Industry Minister Yoichi Miyazawa, 64, who only took the job a few days ago when predecessor Yuko Obuchi stepped down, stood firm when faced with questions about shares he holds in Tokyo Electric Power (TEPCO), denying any conflict of interest and insisting he would never sell them.

The veteran politician's new job oversees the energy sector and is the face for Tokyo's attempts to convince a sceptical public on the safety of re-starting Japan's nuclear reactors. They were switched off in the wake of the 2011 Fukushima disaster.

"Keeping them means I'm supporting TEPCO as the minister in charge," he told reporters on Friday.

Tokyo brushed off the issue, saying that Miyazawa disclosed his holding of about 600 shares in the embattled company - currently worth about US$1,850 (S$2360) - and agreed to place them in trust during his tenure as industry minister.

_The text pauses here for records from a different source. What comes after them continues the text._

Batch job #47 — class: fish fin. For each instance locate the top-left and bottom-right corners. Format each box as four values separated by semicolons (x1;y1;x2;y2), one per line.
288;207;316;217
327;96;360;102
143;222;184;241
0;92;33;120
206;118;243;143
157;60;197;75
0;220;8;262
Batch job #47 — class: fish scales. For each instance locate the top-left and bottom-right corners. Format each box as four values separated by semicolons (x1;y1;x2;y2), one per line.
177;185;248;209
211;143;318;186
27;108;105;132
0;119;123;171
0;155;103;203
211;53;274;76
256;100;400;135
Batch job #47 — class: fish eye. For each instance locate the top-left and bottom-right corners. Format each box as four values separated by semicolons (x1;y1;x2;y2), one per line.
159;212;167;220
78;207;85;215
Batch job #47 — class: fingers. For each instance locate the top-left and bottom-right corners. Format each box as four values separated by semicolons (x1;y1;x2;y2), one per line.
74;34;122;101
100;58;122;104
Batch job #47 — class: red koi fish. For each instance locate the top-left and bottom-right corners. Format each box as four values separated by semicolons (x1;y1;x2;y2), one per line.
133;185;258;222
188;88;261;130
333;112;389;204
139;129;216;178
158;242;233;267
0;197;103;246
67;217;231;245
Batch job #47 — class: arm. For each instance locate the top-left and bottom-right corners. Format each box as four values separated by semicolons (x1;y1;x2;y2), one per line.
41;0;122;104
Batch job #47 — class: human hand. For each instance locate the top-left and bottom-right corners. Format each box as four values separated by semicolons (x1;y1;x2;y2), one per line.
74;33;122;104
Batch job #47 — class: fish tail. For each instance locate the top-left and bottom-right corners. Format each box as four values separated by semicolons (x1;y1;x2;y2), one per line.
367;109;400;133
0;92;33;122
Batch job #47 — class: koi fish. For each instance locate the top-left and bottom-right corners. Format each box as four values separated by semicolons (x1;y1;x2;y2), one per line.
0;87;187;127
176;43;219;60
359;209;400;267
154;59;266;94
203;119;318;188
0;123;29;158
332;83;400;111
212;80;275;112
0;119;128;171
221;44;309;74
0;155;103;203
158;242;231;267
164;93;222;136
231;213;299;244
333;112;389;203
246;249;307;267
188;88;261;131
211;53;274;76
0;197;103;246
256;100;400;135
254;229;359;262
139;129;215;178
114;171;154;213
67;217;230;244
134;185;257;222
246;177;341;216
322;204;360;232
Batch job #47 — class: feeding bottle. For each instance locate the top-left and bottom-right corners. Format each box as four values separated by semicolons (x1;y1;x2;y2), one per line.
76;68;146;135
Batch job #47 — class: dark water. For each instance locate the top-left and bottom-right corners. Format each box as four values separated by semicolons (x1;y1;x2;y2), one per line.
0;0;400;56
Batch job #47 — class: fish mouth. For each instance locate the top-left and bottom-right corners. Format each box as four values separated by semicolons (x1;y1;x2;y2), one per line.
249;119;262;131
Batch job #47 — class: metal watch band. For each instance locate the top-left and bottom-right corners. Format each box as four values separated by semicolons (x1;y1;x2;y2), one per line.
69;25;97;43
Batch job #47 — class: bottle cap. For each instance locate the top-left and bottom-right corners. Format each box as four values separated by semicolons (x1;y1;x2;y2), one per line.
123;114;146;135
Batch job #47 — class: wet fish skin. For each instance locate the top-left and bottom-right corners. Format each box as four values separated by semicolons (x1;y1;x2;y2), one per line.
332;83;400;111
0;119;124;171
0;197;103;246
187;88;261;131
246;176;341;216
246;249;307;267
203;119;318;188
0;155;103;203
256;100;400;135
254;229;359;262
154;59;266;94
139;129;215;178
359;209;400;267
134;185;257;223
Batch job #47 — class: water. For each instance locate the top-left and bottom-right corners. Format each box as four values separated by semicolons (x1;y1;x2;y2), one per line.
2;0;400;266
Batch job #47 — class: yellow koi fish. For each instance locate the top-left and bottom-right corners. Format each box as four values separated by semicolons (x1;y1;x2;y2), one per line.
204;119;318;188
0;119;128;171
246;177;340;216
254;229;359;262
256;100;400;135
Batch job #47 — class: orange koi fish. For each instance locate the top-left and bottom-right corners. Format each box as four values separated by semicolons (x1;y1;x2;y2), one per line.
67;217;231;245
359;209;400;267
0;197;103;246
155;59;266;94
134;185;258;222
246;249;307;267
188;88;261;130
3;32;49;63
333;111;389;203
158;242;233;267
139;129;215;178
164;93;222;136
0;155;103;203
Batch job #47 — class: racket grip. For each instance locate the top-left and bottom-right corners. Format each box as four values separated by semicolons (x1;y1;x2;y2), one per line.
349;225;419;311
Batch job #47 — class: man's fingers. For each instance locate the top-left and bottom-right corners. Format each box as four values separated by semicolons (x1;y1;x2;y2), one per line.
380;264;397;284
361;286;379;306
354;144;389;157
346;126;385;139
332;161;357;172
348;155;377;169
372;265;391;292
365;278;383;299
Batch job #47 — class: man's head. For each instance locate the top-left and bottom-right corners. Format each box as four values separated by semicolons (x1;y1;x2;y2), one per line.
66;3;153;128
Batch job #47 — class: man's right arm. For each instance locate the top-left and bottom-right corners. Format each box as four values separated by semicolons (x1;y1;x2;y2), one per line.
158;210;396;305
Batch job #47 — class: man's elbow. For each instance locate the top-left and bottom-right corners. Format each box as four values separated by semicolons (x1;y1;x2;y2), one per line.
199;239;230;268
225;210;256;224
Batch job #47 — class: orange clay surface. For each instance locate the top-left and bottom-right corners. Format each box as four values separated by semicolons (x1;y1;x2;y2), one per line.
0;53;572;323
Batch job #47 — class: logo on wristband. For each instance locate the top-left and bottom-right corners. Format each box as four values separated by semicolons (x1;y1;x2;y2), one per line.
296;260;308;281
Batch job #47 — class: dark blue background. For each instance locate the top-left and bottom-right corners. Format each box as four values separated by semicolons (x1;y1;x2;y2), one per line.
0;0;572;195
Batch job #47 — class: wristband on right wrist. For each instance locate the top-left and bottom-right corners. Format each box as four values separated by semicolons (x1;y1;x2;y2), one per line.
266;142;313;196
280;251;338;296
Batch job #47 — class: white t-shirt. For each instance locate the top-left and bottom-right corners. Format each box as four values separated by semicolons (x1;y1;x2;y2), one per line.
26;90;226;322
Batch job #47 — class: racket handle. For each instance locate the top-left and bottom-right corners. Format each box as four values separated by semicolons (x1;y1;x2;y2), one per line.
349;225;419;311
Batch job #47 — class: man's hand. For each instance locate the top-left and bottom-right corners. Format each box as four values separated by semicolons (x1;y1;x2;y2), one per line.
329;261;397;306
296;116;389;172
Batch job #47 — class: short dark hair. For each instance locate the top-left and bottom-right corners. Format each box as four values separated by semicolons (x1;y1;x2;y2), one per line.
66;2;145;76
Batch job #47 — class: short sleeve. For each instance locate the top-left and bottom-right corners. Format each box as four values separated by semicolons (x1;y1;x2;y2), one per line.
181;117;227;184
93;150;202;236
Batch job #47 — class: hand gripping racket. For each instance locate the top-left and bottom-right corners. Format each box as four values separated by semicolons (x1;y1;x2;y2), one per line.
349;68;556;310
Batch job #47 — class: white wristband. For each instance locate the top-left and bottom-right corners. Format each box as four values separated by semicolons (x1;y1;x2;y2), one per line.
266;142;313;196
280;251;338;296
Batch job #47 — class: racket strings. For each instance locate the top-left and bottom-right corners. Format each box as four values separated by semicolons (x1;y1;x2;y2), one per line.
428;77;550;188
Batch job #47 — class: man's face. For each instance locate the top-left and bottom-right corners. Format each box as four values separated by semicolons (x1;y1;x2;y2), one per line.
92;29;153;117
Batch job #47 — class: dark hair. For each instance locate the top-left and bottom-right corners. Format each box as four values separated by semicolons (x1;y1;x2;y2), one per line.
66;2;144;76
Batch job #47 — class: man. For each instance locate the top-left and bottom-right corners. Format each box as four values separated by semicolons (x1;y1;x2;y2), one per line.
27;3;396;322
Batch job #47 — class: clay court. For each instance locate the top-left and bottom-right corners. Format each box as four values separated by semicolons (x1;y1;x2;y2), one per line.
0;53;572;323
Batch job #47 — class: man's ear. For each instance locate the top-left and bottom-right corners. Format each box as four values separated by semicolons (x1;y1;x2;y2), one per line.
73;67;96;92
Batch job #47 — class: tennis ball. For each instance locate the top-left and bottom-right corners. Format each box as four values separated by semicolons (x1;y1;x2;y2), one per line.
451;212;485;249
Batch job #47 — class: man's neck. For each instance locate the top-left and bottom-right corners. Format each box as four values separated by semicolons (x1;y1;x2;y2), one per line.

Miyazawa reportedly bought the vast majority of the stock before the atomic crisis, for which the company was severely criticised.

"I don't think there is any problem at all," Chief Cabinet Secretary Yoshihide Suga, the government's top spokesman, told a regular press briefing on Friday.

"If someone is sworn in as a minister, the rules say he or she should refrain from share trading during their term and entrust those shares to a trust bank... Minister Miyazawa has already started" on the process, he added.

'I scolded my people'

The opposition Democratic Party of Japan (DPH) issued a vague warning that it would take "necessary measures" over the string of incidents, and said Miyazawa should have dumped his shares as soon as he was tipped for the new job.

"Keeping a check on cabinet is one of the key roles for opposition parties so it's natural for us to question the quality of new members," said Tatsuo Kawabata, the DPJ's senior official in charge of parliamentary issues.

Yoshihisa Inoue, secretary general of the ruling Liberal Democratic Party's coalition partner Komeito, added: "I hope (Miyazawa) will offer the public an acceptable explanation." Widespread anti-nuclear sentiment has simmered in Japan since a quake-sparked tsunami in March 2011 slammed into the Fukushima power plant and sent reactors into meltdown - the worst atomic disaster since Chernobyl.

Also Friday, the under-fire minister said he had disciplined staff at his political office who billed an 18,230 yen (S$215) visit to an S&M bar in September 2010 as a political expense.

The venue in Hiroshima allows male patrons to whip tied-up female employees.

"I have scolded my people and ordered them to pay back the cost" of the visit, he said, adding that new office spending rules were being drafted.

Harvard graduate Miyazawa - a nephew of late prime minister Kiichi Miyazawa and a cousin of Foreign Minister Fumio Kishida - was appointed this week to replace his just-hired predecessor Obuchi, who resigned over claims she misspent political funds.

Justice Minister Midori Matsushima also quit this week over a spending scandal in what opponents insisted was an attempt to buy votes.

Abe's victory in 2012 came after years of fragile governments that swapped prime ministers on an annual basis.

The revolving door of leaders was linked to plunging approval ratings due to policy failures and various scandals involving senior ministers.

Money scandals are not uncommon in Japanese politics, where rules on spending tend to be slightly opaque, barring little except explicit bribery and vote buying.